Autoscaling enhancement

GoogleCloudPlatform / flink-on-k8s-operator

[DEPRECATED] Kubernetes operator for managing the lifecycle of Apache Flink and Beam applications.

Apache License 2.0

658 stars 265 forks source link

Autoscaling enhancement #389

Open Padarn opened 3 years ago

Padarn commented 3 years ago

Hi all,

I'm interested in autoscaling support for the operator. You can see that ververica platform supports this now, the mechanism I gather from their post is:

Monitor CPU
If scale-up required, stop job with savepoint
Scale cluster
restore from savepoint

With perhaps 2 and 3 swapped to ensure smaller downtime.

I'd be interested in adding this if it is something others would use. Any thoughts on the idea? It seems pretty straightforward to attach an HPA and use it's 'target replicas' to modify the desired number of taskmanagers.

shashken commented 3 years ago

Hey @Padarn , Regarding point 2,3 I'm preparing a small PR that can tell the operator to take savepoint before cluster restart on upgrade (this is good regardless of the automatic part). Regarding the autoscaling capability, this might be a nice idea, but this can also be a separete component (that communicates with the operator) flink scaling is a little bit complicated, and an approach that scales up a cluster based on cpu metrics alone can have no impact or even negative impact on some clusters.

Padarn commented 3 years ago

Hey @shashken, thanks for your response. You make a good point, it can certainly be a separate component, this would be much cleaner.

Let me know when you have a PR ready, would be keen to review to get more exposure to the operator layout.

shashken commented 3 years ago

@Padarn Done - https://github.com/GoogleCloudPlatform/flink-on-k8s-operator/pull/392 ShouldTakeSavepointOnUpgrade is the flag I added. that was actually the smallest change in the PR, I fixed another savepoint issue to increase the savepoint feature stability

functicons commented 3 years ago

@Padarn, thanks for the proposal. I like the idea of adding auto scaling as a feature of the operator, it should be just declarative for end users, a separate component would be more complex for them to use. It would be nice if you can contribute a PR, thanks!

Padarn commented 3 years ago

thanks @shashken

@functicons would be happy to work on a PR. Perhaps as there are some differing opinions on this, I will first create a POC version and ask for a review. If everyone is aligned I can clean it up to be merged.

I'll take a go at this in the weekend.

Padarn commented 3 years ago

Hi guys. I looked into this a bit and I see there as being two options.

We expose a scale subresource which will allow HPA to be used along side the existing operator. It is possible that the HPA could become part of the components deployed too, but I hadn't quite figured out how to do that yet. I made a MR (WIP) to do this https://github.com/GoogleCloudPlatform/flink-on-k8s-operator/pull/394
We implement custom autoscaling logic that watches the metrics-server (what HPA does) and scale based on that.

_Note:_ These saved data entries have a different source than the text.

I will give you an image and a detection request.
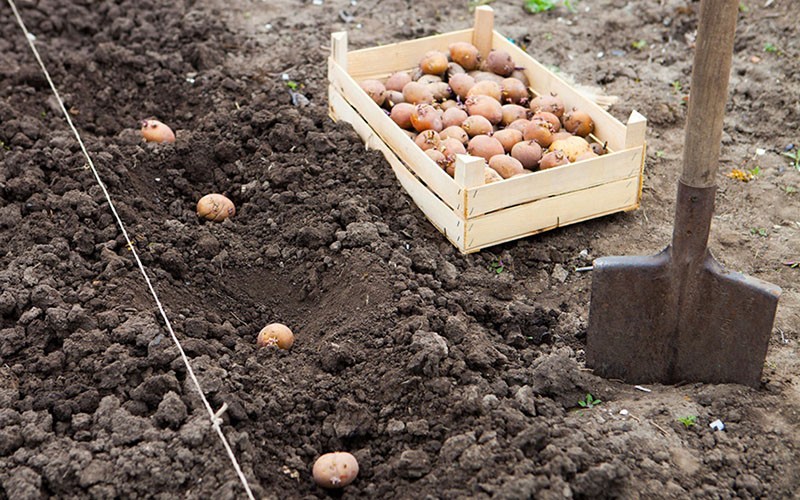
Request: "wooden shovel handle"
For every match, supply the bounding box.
[681,0,739,188]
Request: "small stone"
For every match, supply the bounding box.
[551,264,569,283]
[386,419,405,435]
[515,385,537,416]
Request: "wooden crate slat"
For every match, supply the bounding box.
[491,32,628,152]
[329,85,466,251]
[347,29,474,80]
[328,58,462,210]
[467,146,644,217]
[465,176,640,249]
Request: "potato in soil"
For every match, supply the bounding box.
[257,323,294,350]
[312,452,359,489]
[196,193,235,222]
[141,119,175,143]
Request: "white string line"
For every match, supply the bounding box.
[6,2,256,498]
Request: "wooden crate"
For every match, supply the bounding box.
[327,6,646,254]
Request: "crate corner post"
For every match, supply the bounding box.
[625,110,647,209]
[473,5,494,58]
[331,31,348,69]
[454,154,485,189]
[625,110,647,149]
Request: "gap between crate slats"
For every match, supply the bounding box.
[329,85,467,251]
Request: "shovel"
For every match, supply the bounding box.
[585,0,781,388]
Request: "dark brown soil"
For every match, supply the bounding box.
[1,0,799,498]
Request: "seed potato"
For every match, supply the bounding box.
[385,71,412,92]
[449,42,481,71]
[489,154,525,178]
[256,323,294,350]
[549,136,591,162]
[419,51,449,75]
[141,119,175,143]
[359,79,386,106]
[312,452,359,489]
[467,135,505,161]
[196,194,235,222]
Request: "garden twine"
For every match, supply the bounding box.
[6,1,257,498]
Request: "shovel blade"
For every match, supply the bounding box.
[586,248,781,387]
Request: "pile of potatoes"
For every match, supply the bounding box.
[358,42,607,183]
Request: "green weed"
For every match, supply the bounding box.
[578,393,601,408]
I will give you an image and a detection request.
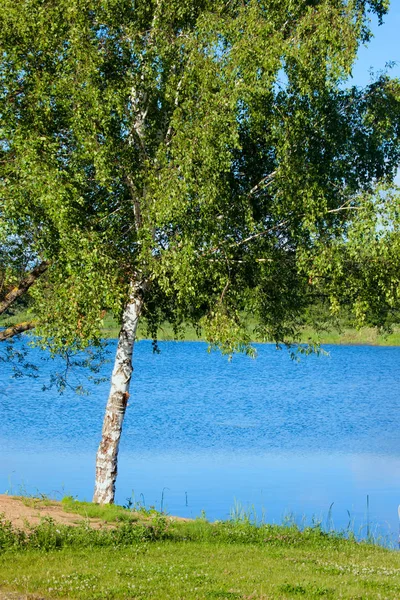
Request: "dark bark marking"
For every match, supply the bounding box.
[122,392,130,408]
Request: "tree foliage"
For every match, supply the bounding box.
[0,0,399,352]
[309,185,400,331]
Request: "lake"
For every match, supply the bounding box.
[1,340,400,544]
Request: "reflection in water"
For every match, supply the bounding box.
[1,341,400,542]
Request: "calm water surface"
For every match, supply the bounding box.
[1,340,400,542]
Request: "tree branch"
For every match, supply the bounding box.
[203,197,361,259]
[326,206,362,214]
[165,76,183,146]
[0,261,49,316]
[0,321,36,341]
[234,220,289,247]
[126,175,143,230]
[249,171,277,196]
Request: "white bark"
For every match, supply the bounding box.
[93,280,144,504]
[93,4,163,505]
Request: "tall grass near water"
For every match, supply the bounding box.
[1,501,400,600]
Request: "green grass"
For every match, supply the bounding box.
[60,496,150,523]
[3,310,400,346]
[297,325,400,346]
[99,312,203,341]
[1,507,400,599]
[14,494,55,510]
[0,311,30,326]
[0,311,201,342]
[99,313,400,345]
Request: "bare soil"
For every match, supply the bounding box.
[0,495,104,529]
[0,495,191,531]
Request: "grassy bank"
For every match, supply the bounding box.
[2,311,400,345]
[1,499,400,599]
[102,314,400,346]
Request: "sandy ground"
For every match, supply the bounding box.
[0,494,105,529]
[0,494,191,531]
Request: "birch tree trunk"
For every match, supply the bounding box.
[93,280,144,504]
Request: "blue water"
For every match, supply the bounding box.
[1,340,400,543]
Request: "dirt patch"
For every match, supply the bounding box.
[0,495,192,530]
[0,495,103,529]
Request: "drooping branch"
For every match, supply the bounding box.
[233,219,290,248]
[0,321,36,341]
[0,261,49,316]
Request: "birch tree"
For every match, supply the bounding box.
[1,0,399,503]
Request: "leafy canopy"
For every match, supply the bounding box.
[1,0,399,353]
[309,184,400,331]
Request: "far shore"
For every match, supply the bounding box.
[2,312,400,346]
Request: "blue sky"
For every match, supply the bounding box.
[350,2,400,183]
[350,2,400,86]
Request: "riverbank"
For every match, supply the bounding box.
[103,317,400,346]
[2,312,400,345]
[0,495,400,599]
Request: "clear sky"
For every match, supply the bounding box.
[350,2,400,182]
[350,1,400,87]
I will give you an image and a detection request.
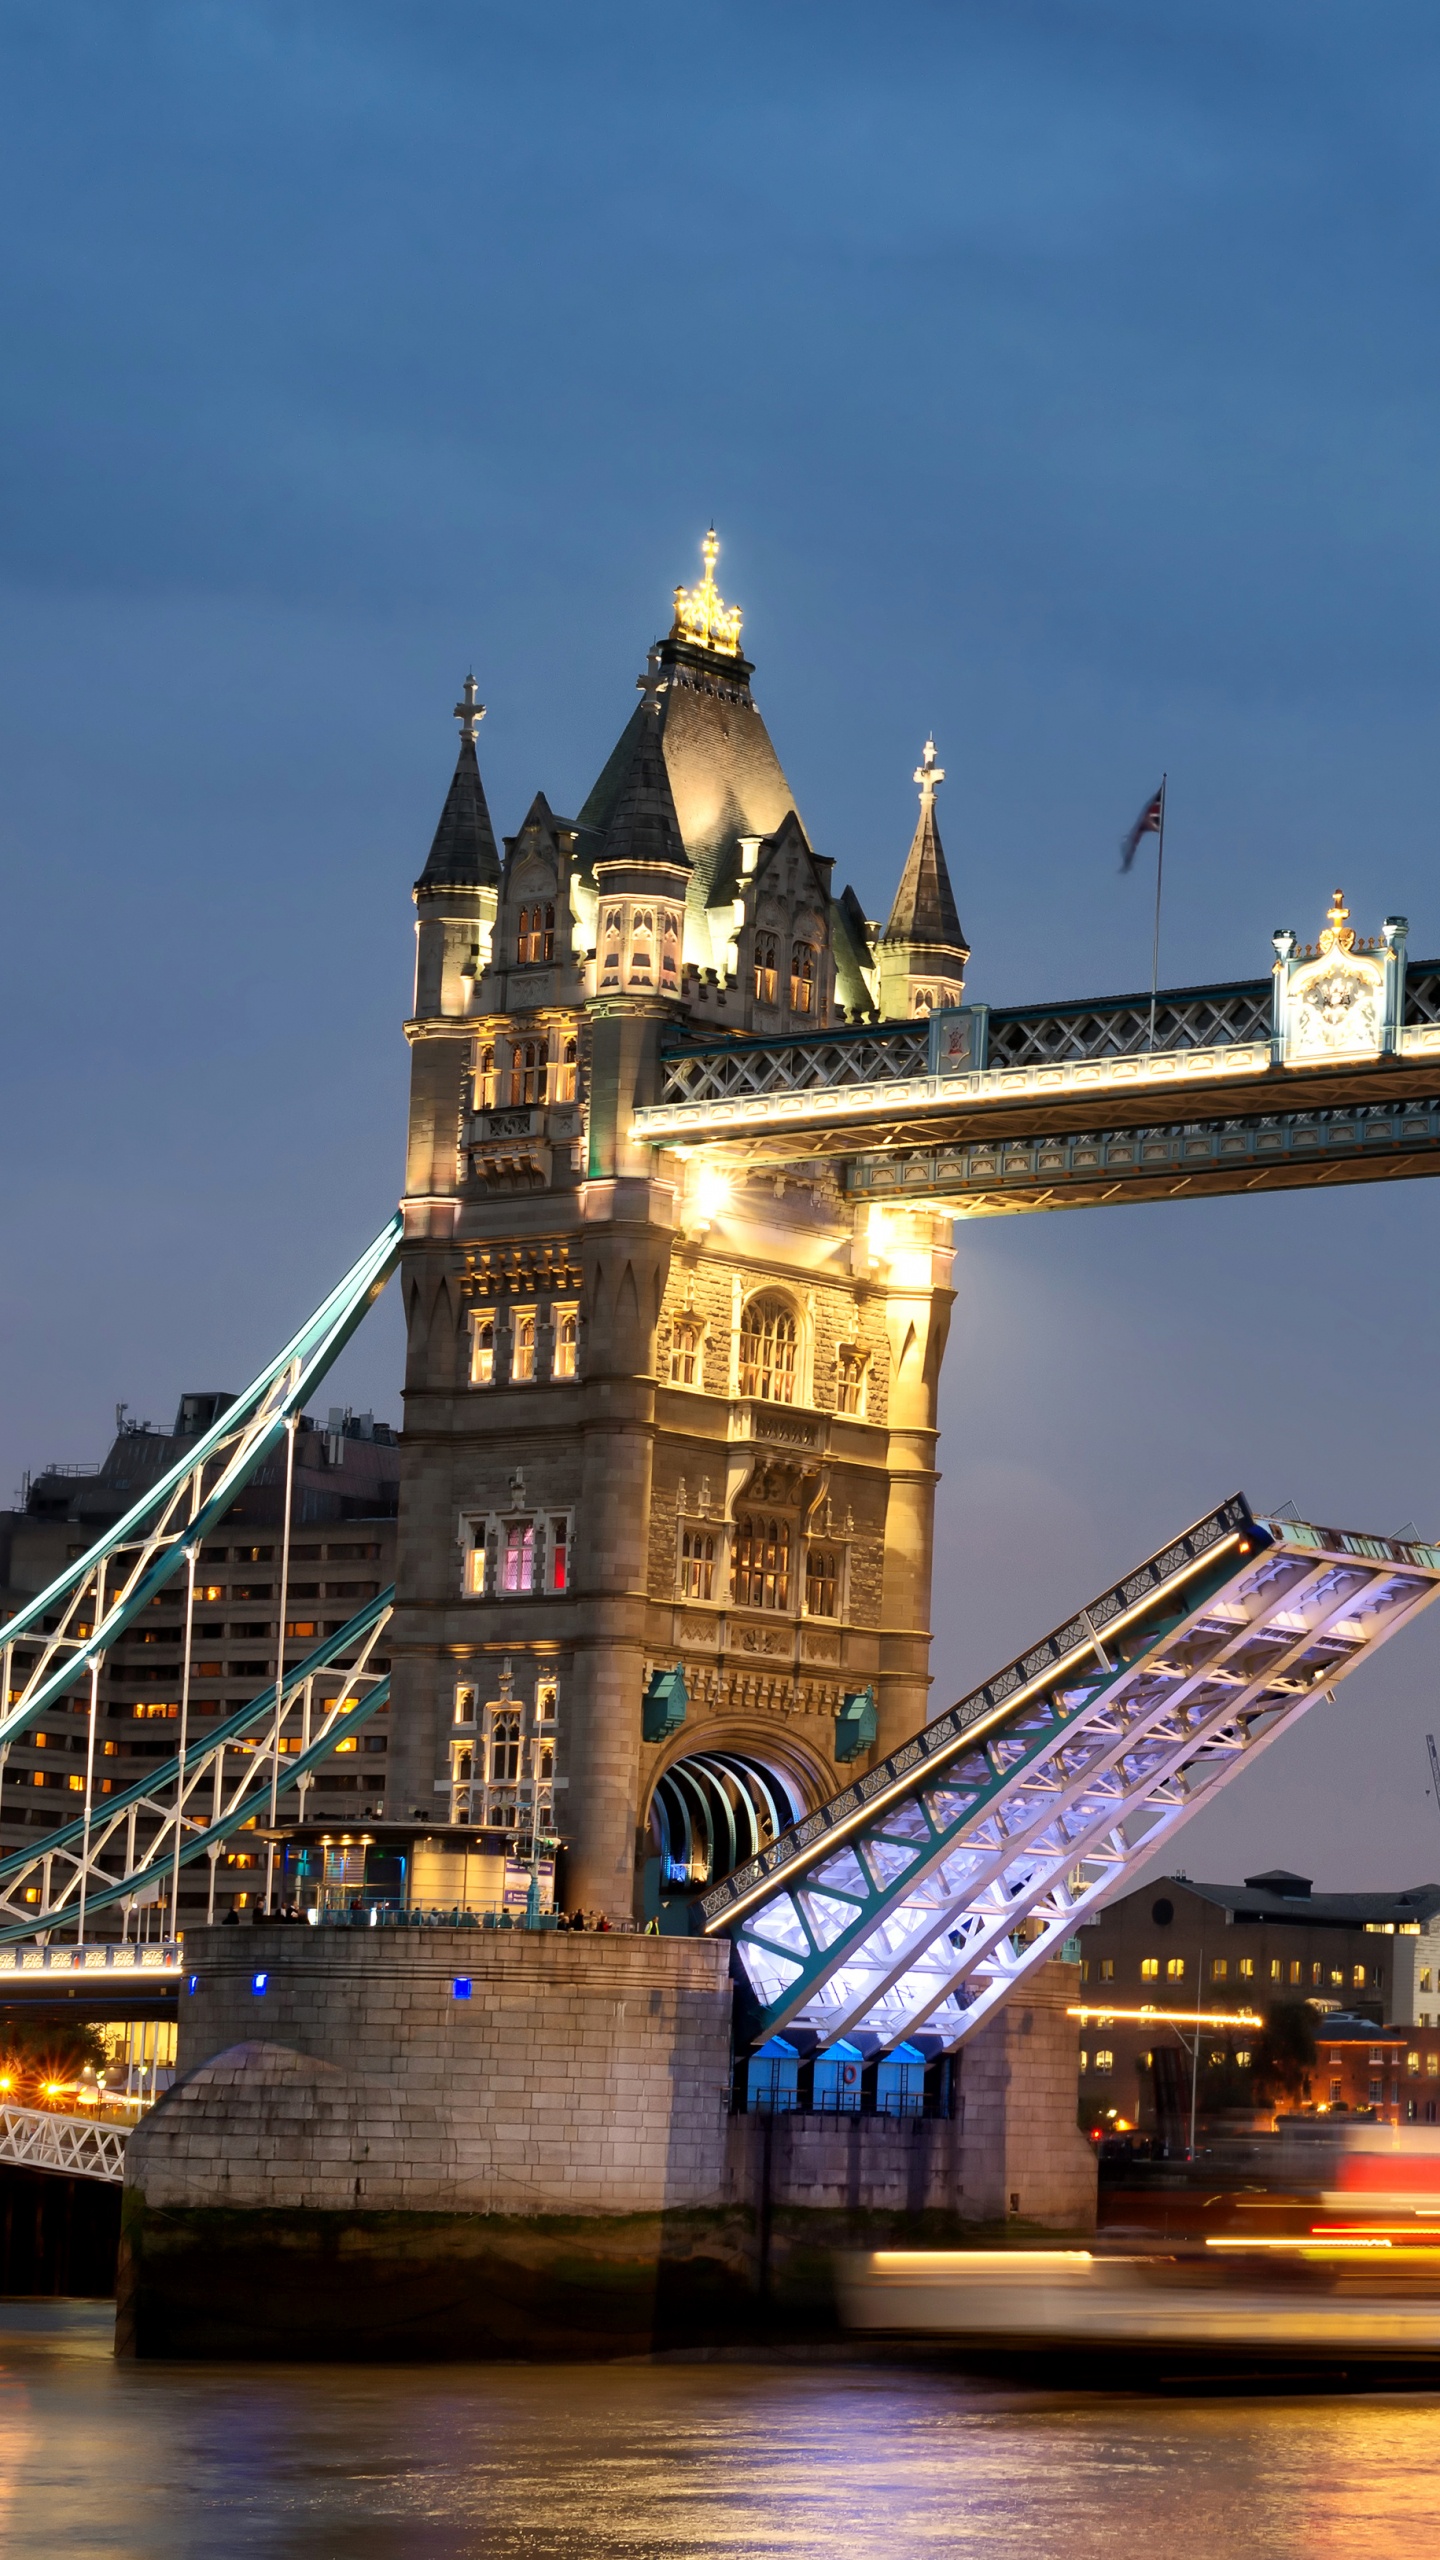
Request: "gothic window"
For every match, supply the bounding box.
[835,1347,867,1415]
[555,1038,579,1103]
[547,1515,570,1592]
[739,1295,798,1404]
[790,942,816,1015]
[503,1521,536,1593]
[536,1676,559,1724]
[661,909,681,990]
[600,906,623,989]
[453,1685,477,1725]
[912,987,938,1015]
[732,1516,790,1612]
[669,1315,703,1387]
[518,902,555,964]
[476,1045,499,1109]
[805,1549,840,1618]
[628,907,655,986]
[552,1305,578,1380]
[471,1315,496,1387]
[487,1708,523,1788]
[512,1309,537,1383]
[753,931,778,1006]
[679,1526,715,1600]
[510,1040,546,1106]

The second option seems easy enough, but it does mean reimplementing a lot of functionality that already exists in the HPA. So if it were possible to use the HPA I think that might be better.

Open to any thoughts.

functicons commented 3 years ago

Haven't reviewed your PR, but I prefer option 1, if we can reuse HPA, it will be easier to maintain.

Padarn commented 3 years ago

Yeah I tend to agree. I will try adding an HPA to the resources to the resources run by the operator. I need to look at some other examples of operators to see how they handle optional resources.

Padarn commented 3 years ago

Hi @functicons I've updated the PR to create an HPA along with the operator itself. The MR is not fully tested yet, but as an example of how it would look given our discussion above.

To give some detail on how the process would work:

CRD has an optional field which allows specifying an HPA spec (very similar to normal HPA but we don't expose the scaleTargetRef as this is the TaskManager stateful set of our operator.
Operator will (if specified create this HPA)
HPA is given a reference to the FlinkCluster from which it should use the new /scale subresource to set the cluster spec (note that this means scaling the CRD spec, so the same reconcile loop for FlinkCluster updates is followed.

Notes:

Based on autoscaling/v1, not the newer autoscaling/v2beta1. Can update this if the overall approach is agreed on.